SchwbG haben, sind die Erstattungen unabhängig voneinander vorzunehmen; einen

Ausgleich anteilmäßiger Erstattungen unter verschiedenen Unternehmern eines

Verbundes sieht § 62 Abs. 3 SchwbG nicht vor.

99 Die Kostenentscheidung beruht auf § 155 Abs. 1 Satz 1 VwGO, sie

berücksichtigt den Umfang des gegenseitigen Obsiegens bzw. Unterliegens.

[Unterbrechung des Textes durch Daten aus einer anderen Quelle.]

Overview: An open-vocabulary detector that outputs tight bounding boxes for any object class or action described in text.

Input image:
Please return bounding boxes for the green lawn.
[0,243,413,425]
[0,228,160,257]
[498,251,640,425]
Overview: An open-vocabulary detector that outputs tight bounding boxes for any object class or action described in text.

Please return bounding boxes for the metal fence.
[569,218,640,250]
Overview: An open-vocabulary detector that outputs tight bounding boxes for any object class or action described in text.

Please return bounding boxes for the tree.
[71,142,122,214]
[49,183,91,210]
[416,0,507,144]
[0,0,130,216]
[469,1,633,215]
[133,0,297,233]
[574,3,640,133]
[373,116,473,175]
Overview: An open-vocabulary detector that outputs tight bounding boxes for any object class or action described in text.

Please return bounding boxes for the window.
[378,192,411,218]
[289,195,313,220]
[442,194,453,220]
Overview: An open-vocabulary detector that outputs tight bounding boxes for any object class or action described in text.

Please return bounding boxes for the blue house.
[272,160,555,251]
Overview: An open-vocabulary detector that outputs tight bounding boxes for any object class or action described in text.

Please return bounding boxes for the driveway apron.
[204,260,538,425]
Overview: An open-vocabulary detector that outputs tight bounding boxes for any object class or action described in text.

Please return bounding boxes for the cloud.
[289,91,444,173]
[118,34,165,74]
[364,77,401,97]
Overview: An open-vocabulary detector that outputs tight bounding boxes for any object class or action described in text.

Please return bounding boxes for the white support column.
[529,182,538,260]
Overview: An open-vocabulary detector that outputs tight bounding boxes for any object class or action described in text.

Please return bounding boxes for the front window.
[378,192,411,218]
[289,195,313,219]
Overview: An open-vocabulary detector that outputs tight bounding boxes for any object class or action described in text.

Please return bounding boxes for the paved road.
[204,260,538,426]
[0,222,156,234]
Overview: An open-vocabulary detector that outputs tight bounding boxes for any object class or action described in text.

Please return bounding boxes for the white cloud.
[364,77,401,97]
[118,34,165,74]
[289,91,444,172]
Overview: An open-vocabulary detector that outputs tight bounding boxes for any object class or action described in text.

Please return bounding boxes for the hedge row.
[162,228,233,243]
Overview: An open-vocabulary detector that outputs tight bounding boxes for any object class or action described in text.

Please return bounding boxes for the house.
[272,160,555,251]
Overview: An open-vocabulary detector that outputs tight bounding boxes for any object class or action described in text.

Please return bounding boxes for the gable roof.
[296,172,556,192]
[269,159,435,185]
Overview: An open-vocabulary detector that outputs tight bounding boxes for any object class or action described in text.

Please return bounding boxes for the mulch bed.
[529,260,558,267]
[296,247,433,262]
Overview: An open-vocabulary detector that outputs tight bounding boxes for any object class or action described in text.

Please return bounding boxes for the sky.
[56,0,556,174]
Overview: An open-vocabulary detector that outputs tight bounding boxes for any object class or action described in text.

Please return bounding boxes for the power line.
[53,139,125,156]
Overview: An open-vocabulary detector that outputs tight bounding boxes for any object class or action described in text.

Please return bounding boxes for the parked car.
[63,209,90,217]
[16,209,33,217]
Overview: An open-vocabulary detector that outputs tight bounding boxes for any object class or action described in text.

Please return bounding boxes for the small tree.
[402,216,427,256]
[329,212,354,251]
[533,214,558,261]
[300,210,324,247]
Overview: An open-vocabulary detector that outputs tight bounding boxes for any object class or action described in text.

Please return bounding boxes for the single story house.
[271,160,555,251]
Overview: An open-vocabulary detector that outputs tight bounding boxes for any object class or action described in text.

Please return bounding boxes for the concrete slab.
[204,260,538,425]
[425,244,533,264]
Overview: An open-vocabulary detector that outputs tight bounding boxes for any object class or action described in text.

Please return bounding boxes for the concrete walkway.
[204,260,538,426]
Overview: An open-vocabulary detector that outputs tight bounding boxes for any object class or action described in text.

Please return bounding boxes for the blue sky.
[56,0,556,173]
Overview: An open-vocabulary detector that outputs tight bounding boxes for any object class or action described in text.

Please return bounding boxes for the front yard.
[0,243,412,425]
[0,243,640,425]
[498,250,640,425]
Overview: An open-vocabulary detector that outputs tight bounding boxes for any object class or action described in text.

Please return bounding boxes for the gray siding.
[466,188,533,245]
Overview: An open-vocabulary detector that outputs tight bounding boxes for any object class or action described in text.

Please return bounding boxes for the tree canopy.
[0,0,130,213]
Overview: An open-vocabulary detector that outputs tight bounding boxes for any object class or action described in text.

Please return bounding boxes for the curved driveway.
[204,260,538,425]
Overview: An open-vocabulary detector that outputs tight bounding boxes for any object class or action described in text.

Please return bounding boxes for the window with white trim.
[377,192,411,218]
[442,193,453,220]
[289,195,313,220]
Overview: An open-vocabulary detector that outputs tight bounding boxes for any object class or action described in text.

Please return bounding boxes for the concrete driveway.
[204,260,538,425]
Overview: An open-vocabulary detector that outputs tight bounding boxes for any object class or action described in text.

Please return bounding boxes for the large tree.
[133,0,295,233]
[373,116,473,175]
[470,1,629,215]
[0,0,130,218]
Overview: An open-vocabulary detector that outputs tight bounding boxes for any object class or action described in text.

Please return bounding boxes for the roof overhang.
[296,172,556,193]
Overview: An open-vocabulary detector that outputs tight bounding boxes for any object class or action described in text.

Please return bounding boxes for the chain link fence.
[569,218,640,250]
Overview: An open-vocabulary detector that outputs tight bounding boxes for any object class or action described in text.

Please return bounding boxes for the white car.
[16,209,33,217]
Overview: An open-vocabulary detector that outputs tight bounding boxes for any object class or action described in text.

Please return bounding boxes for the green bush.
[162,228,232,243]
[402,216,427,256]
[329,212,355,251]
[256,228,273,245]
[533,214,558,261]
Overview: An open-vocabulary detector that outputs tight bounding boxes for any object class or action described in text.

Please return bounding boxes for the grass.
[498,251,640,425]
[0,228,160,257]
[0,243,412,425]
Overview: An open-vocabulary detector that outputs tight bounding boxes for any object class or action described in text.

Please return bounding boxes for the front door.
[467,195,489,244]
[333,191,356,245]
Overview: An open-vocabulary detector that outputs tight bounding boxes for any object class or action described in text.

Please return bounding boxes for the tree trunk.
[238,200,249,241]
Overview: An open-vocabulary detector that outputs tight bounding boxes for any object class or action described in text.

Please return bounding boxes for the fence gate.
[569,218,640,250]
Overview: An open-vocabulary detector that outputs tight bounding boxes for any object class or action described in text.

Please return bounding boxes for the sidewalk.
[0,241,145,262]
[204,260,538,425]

100 Verfahren über die Erstattung von Fahrgeldausfällen durch die unentgeltliche

Beförderung von Schwerbehinderten im öffentlichen Personennahverkehr betreffen

nicht Streitigkeiten auf dem Sachgebiet der Schwerbehindertenfürsorge und sind

deshalb nicht gemäß § 188 Satz 2 VwGO gerichtskostenfrei

101 vgl. BVerwG, Beschluss vom 25. Juli 1990 - 7 B 100/90 -, Buchholz, Sammel-

und Nachschlagewerk der Rechtsprechung des BVerwG, 436.61 § 60 SchwbG Nr. 3.

102 Die Entscheidung über die vorläufige Vollstreckbarkeit der Kostenentscheidung

folgt aus § 167 VwGO, § 708 Nr. 11, § 711 der Zivilprozessordnung.